Let me give you some history on this which will provide insights and hopefully perspective on what troubles me. All the home care programs in Ontario sit under the umbrella of a provincial body; although not a governing body their program and services drive our technology systems and other events. Although we can choose how to use their products and processes at local levels they do provide structure at a higher level.
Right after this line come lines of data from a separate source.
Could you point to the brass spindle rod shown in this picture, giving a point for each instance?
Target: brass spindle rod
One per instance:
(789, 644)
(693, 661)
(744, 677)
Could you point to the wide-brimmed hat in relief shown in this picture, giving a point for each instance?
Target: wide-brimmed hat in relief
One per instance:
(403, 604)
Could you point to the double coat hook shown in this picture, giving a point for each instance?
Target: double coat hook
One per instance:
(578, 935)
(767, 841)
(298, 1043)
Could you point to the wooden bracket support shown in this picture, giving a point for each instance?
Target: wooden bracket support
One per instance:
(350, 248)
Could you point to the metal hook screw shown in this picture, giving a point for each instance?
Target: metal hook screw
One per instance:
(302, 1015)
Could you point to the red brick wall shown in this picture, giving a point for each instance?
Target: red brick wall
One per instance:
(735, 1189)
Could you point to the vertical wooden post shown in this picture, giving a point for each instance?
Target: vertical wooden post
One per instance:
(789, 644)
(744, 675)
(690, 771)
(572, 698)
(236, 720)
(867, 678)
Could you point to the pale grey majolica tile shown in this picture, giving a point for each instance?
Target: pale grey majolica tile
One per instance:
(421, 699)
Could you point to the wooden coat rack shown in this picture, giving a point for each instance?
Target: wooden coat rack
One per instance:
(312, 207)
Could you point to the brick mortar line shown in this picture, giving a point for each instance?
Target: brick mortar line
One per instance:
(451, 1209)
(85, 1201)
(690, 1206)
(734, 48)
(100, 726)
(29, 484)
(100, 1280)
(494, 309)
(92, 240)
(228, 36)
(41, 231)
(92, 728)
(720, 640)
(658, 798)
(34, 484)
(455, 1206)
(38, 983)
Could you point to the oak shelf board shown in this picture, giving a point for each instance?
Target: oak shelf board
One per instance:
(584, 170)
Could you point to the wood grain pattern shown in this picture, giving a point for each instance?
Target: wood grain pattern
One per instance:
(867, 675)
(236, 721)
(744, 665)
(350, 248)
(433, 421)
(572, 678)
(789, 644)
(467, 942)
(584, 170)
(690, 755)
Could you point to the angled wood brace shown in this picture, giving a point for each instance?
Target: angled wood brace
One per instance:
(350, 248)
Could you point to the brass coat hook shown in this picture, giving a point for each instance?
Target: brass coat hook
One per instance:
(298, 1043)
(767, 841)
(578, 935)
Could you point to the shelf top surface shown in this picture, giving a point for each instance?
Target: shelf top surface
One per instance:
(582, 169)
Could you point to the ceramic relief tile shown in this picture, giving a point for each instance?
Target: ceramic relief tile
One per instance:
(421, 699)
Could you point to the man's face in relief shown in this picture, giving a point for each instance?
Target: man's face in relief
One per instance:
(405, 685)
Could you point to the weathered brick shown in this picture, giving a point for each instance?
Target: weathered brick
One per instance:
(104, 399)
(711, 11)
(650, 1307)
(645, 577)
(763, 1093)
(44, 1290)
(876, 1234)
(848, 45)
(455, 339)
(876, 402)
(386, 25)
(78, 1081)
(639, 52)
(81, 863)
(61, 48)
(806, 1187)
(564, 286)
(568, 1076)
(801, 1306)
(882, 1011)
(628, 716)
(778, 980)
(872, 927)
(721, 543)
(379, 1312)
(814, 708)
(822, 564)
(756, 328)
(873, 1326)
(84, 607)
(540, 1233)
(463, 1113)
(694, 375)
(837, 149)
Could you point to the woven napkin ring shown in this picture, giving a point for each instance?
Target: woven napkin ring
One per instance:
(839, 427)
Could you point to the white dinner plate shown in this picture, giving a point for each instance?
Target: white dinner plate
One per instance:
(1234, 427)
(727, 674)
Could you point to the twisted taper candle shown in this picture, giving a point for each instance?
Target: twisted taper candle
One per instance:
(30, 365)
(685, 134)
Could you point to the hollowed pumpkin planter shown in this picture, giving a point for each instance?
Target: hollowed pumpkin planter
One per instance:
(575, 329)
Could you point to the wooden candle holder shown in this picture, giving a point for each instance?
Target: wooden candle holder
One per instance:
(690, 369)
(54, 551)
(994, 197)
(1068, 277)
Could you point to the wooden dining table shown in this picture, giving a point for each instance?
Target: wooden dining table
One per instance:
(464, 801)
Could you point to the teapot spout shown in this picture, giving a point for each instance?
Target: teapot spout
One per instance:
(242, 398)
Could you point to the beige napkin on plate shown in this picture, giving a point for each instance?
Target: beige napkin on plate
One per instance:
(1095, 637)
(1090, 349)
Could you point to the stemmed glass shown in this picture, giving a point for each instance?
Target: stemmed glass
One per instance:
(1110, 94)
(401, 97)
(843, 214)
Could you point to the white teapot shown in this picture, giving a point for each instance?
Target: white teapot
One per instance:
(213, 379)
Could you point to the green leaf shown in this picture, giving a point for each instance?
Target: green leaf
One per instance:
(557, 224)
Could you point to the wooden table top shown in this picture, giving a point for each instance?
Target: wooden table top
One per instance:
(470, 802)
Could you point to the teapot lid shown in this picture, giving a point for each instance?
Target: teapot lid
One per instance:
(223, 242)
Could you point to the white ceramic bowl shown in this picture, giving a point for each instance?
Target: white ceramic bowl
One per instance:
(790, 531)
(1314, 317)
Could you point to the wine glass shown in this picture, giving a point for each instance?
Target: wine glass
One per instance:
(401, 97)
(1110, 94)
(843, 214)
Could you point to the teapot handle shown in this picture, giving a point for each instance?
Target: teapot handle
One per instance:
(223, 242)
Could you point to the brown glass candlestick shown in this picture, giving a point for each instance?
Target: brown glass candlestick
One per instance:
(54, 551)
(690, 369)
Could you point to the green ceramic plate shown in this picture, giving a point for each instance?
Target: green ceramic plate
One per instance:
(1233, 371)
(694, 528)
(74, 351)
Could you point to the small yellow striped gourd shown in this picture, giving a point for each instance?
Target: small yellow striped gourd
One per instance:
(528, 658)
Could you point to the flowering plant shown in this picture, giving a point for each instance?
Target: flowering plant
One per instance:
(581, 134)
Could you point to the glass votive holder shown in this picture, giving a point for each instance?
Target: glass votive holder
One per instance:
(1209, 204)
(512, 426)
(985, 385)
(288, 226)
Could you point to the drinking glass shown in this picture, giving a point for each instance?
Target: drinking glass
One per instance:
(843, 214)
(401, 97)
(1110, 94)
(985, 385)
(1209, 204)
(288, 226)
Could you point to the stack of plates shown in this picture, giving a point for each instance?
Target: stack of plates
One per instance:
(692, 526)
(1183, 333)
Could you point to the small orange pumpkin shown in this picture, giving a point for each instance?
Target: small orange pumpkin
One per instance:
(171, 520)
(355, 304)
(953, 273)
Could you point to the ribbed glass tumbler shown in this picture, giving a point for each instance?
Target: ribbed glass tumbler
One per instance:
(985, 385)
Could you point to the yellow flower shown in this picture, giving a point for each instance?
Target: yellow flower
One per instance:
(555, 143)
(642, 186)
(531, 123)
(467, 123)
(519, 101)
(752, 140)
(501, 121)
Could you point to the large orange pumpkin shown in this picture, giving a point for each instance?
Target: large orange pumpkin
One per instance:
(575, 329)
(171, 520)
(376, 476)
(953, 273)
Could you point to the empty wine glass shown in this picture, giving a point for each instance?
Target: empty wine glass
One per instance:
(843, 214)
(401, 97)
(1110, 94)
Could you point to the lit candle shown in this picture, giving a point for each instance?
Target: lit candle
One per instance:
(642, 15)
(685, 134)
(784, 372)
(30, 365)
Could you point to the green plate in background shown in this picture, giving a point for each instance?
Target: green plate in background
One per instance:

Approximately four years ago, local organizations were provided access to a free LMS; free as it came with the vendor agreement. But imagine what a free LMS might look like? I was the administrator and truthfully had little knowledge of how to implement in an organization that had limited experiences with online learning nor did ‘I’ have any experience – told to ‘just do it’. Were we ready? Did we have the right supports & infrastructure in place? But let’s go back to my question of a free LMS first. Although benefits included access 24/7, pre existing learning courses (no we weren’t asked for input) were poorly structured, sometimes didn’t work and the reporting was nonexistent. As I learned much later from our IT department; it really wasn’t a LMS…more of a framework or shell for housing our elearning.
Jump ahead in time now; turns out all the local organizations were feeling the drive and necessity to leverage for flexibility, opportunities and all the other reasons we have noted past few weeks. Fortunately the vendor LMS had a time limit & it ran out. Enter next….an RFP process (request for proposal) & I was thrilled to be a part of the evaluation group. So what was different this time? Local levels went through a needs assessment, educators were engaged & a product was selected. But…and here comes my but…although courses are more interactive, tailored to needs and reporting exists; there have been multiple challenges implementing. Although the vendor promised wonderful things with their learning solution, issues have appeared related to multiple different sites accessing the software as well as firewall challenges from a security stand point. All in all, this has created excessive workload for those who are administrators and ongoing frustration.
Naturally I was intrigued by Josh Klein’s talk on TedxTalks when he commented that “work is broken” and sometimes our “tools aren’t very good”. I was quickly reminded that although our new LMS is much better it does continue with bugs which create excessive unnecessary workload for learners and administrators alike. Klein further offered that organizations will often tote ‘access’ in the workplace as the number one priority however ‘price’ always sneaks back in and there is no question, our LMS was less costly than other systems. His final thoughts that we must “examine systems and continue breaking rules to make things better” certainly causes me to pause and consider; technology in the workplace can be wonderful enablers of learning however without the right infrastructures, supports and efficiencies in place, it instead becomes a hindrance and blocks the learning process. I believe as educators we must be tasked to offer stewardship of learning technology in workplaces and work closely with stakeholders to look for alternate ways to ‘break the rules’ when the technology is broken. What are the solutions available but more importantly, how to we use them to enhance our learning rather than becoming dependent on the technology itself.